I didn't want it to be fancy, just some stuff I put together as a little "thinking of you."
I mean, yeah, I didn't necessarily specifically know each subscriber, so I wasn't technically thinking of them specifically, but I feel like in general, days kind of blend together and so receiving something special might put a kick in people's step. And sending someone a care package out of the blue, at least to me, is like saying "Hey, I want you to have a cool day."
But it's expensive to send presents to a hundred people out of the blue, so I knew we'd have to charge something for 'em. But how do you charge for something you don't know what is? How do you even determine costs on that? How about shipping?
As with everything, the Clean Getaway Club soap subscription box had a pretty sharp learning cliff to ascend.
It turns out there's no way to know what the weight of "whatever sounds interesting and fits in the budget" is, and the post office doesn't have a good shipping option for "somewhere between 5 oz and 5 lbs." Charging a set amount every other month for an unknown box was going to be challenging.

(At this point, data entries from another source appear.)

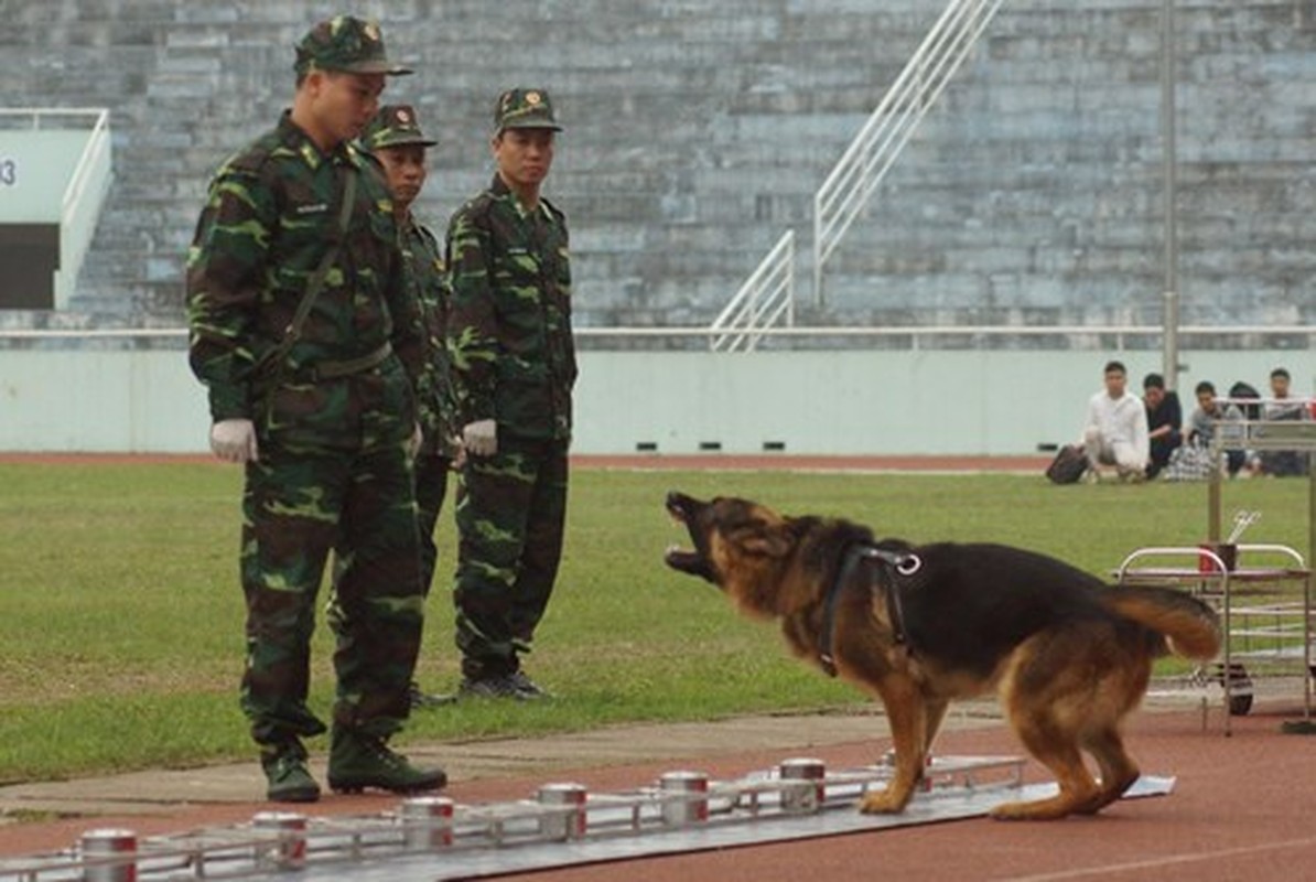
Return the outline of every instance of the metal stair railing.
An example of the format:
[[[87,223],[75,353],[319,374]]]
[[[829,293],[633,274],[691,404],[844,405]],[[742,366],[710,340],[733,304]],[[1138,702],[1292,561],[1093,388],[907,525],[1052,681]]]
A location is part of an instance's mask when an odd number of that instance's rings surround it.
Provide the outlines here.
[[[795,324],[795,230],[787,230],[709,325],[713,351],[754,351],[762,329]]]
[[[813,298],[822,304],[822,267],[913,130],[941,96],[1004,0],[950,0],[900,76],[887,90],[813,196]]]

And it also turns out that people want what they want, especially if they're paying for it. So if you send them a bunch of stuff they don't want, pretty soon they don't want to pay for it anymore.
For a time, we included a really beautifully designed and incredibly well-researched and written (by a professional writer who wasn't myself) pamphlet that detailed some specific Outlaw-related skill, and commissioned a friend to make custom (and incredibly designed) "merit badges" for the subscribers. Combined, these added about $5 to the cost of the box. I thought it was worth it, but I started hearing that people were keeping the soap and throwing everything else away. It broke my heart, both because the pamphlet and badge were so cool and creative, and because I want people to feel like they're getting their money's worth in our products. Ending up with money in the garbage doesn't suit anyone.
But you know what we do get?
We get a lot of requests for new kinds of soap (and other products).
People want us to try new things. Our customers love the general direction of our product innovation, and want us to drive that innovation forward, forward, forward!
But as you know from my long post about how to make body wash in one million easy steps, new product development is costly and difficult.
After four years of trying to give subscribers what I wanted, we decided to give them what they wanted... so we started making special soaps and commissioning special products for the subscription boxes.
And now we're basically riding the mechanical bull of new product innovation for the Clean Getaway Subscription boxes! You get what you want, and we get to innovate product!
This month, Russ made a new soap we're affectionately calling the Rough Start. It has some rough stuff in it (those're the coffee grounds), a little coffee scent, and some of the newest whiskey scent we're trying out. He also is making Fight Club soap that looks like the actual soap from the poster for Fight Club (appropriate, right?). And as a grand finale, we're including some special new spray cologne in Fire in the Hole scent, since it's 4th of July and what a better way to celebrate the 4th than by smelling like an explosion?